At the House Appropriations Committee hearing, Duffy outlined nearly $27 billion in discretionary spending the department is requesting for the next fiscal year, including more than $1 billion increase to help modernize the air traffic control system.
McIntosh acknowledged staffing is tight in the TRACON facility with just three controllers working all Newark arrivals and departures over one hour Monday night.
“I’m trying to understand, why is it that we’re now down from seven, which is basically what you think you need, down to three?” asked Sen. Maria Cantwell, ranking member of the committee.
“We did lose some controllers in that area due to either some sick leave that was unscheduled or some other leave that was not scheduled,” McIntosh responded. “When those things happen… we’ll put in the appropriate traffic management initiatives to keep the flying public safe and make sure that we put controllers in the position to be successful.”
Newark ‘clearly is unable to handle’ flight schedule, FAA says
Since April 15, traffic management initiatives at Newark have included ground stops and ground delays, which keep planes heading to Newark from taking off.
“When we have a staffing shortage and we cannot open enough positions, we put in traffic management initiatives to slow the aircraft down,” McIntosh said. “That’s exactly what we did that night at Philadelphia area C, we put in a ground delay program to keep traffic manageable.”
Since runway construction at Newark started April 15, the airport saw an average of 34 cancellations per day and “consistently high” delayed arrivals, with an average delay time of 137 minutes during the 5 p.m. hour each evening.
“EWR is unacceptably congested airport due to current circumstances,” the FAA said, referring to Newark’s airport code, in the delay reduction meeting notice. “The airport clearly is unable to handle the current level of scheduled operations.”
Each airline will be asked to offer “specific flight reductions or schedule modifications” not contingent on what other airlines do, the notice said.

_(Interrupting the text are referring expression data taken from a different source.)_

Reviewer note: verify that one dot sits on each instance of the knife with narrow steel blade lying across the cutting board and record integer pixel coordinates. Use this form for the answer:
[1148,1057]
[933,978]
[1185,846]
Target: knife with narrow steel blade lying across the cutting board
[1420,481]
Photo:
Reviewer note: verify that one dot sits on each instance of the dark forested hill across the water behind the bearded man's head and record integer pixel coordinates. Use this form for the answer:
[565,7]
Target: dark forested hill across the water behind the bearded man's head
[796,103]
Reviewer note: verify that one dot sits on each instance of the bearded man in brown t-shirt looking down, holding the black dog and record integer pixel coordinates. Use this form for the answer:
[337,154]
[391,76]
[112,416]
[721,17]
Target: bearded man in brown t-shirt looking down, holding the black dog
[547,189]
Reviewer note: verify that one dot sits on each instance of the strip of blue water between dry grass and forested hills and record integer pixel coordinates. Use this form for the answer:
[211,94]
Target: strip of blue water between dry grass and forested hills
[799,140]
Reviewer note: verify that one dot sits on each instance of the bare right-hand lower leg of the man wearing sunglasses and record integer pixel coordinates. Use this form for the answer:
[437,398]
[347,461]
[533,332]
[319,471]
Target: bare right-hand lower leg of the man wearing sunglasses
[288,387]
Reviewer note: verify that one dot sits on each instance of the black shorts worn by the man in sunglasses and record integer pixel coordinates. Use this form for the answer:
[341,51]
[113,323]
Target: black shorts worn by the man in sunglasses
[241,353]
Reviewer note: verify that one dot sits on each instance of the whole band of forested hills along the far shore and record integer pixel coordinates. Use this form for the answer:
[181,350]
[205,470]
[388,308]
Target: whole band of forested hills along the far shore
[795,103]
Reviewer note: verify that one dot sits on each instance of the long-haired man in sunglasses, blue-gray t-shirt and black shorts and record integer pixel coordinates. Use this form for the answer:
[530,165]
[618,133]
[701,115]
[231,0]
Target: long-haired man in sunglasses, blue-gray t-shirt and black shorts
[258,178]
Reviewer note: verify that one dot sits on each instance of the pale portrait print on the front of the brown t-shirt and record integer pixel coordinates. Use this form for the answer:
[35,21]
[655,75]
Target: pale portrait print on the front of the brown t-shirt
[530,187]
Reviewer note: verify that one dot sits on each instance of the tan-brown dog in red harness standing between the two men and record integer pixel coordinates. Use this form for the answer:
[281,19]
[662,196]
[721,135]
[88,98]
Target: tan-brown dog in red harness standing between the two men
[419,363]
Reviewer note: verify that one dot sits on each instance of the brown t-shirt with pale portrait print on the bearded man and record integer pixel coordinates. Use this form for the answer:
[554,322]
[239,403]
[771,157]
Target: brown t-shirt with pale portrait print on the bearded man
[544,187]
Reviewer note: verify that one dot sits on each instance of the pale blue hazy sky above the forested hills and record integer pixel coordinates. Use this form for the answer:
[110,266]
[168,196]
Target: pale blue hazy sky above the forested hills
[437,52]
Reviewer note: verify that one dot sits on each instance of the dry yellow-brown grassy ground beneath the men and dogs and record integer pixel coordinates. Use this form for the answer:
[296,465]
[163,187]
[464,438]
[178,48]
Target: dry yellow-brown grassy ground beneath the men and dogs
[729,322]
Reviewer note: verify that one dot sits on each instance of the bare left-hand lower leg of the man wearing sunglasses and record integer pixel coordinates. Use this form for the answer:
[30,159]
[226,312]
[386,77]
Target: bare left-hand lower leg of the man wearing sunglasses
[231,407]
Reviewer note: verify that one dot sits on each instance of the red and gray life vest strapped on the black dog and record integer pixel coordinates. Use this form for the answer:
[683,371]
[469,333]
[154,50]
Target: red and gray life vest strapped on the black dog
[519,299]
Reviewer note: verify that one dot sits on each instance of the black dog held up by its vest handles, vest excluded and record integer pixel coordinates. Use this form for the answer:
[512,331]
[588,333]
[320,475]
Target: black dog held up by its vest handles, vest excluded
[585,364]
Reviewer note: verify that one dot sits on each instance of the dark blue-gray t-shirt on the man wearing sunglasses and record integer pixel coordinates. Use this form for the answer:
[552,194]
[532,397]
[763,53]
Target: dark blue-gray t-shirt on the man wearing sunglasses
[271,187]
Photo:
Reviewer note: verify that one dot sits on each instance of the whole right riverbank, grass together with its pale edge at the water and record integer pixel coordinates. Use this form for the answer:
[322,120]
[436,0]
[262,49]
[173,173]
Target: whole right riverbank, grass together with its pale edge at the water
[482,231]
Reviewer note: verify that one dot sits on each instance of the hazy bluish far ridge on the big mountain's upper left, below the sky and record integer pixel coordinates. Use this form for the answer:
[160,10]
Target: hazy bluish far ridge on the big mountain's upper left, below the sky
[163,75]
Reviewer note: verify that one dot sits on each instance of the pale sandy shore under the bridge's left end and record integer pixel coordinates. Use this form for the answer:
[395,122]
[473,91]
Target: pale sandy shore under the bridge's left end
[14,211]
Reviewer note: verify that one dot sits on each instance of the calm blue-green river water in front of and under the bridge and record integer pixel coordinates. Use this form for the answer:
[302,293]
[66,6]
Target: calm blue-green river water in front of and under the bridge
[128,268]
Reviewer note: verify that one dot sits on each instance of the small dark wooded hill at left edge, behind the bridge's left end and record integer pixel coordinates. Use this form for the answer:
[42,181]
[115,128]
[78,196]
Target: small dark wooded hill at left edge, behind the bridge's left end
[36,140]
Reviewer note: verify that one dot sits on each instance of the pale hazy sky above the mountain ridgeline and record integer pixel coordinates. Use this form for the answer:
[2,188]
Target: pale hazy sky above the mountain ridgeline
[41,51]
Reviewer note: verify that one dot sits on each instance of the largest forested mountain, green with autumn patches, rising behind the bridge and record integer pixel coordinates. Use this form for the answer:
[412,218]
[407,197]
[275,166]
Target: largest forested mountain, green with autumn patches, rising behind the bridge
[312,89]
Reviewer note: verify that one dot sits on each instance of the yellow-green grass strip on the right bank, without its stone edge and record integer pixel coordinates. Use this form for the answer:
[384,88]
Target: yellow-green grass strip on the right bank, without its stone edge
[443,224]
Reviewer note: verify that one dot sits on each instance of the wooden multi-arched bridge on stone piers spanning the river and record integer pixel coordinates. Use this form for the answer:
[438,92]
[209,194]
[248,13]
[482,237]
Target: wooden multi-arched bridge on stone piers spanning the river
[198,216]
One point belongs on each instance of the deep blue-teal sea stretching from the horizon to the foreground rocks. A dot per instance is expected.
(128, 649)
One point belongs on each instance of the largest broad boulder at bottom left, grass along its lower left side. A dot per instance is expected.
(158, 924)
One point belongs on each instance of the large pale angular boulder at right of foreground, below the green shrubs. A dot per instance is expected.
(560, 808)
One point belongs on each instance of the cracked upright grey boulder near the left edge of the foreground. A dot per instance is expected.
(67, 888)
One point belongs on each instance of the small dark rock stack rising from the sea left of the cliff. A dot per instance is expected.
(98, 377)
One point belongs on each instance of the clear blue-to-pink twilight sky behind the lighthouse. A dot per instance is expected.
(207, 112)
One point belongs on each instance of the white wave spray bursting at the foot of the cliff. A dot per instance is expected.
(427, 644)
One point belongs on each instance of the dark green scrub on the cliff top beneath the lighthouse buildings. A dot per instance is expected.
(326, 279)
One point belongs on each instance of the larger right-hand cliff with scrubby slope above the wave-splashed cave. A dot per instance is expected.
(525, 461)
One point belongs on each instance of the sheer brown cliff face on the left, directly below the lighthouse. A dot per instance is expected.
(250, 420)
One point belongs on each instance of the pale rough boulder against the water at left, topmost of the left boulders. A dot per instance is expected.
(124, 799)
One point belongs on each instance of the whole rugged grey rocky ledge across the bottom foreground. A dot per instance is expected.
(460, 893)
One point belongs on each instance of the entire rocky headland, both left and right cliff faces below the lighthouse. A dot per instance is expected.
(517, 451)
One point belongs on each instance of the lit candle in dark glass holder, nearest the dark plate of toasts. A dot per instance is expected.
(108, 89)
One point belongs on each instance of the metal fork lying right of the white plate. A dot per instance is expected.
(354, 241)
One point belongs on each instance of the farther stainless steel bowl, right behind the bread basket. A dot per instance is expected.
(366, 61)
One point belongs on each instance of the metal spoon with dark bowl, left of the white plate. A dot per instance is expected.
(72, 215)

The FAA will then consider an order that could limit schedules at the airport.
Chicago-based United Airlines, which operates a hub at Newark, recently called for assigned “slots” at the airport, which would require government approval before any flights could be scheduled.
Alongside the FAA’s plans for the proposed aircraft arrival rates, international air operations will be managed through a different process, according to a meeting notice the FAA published ahead of Wednesday.
Correction: An earlier version of this story gave the wrong last name for FAA Deputy Chief Operating Officer Franklin McIntosh.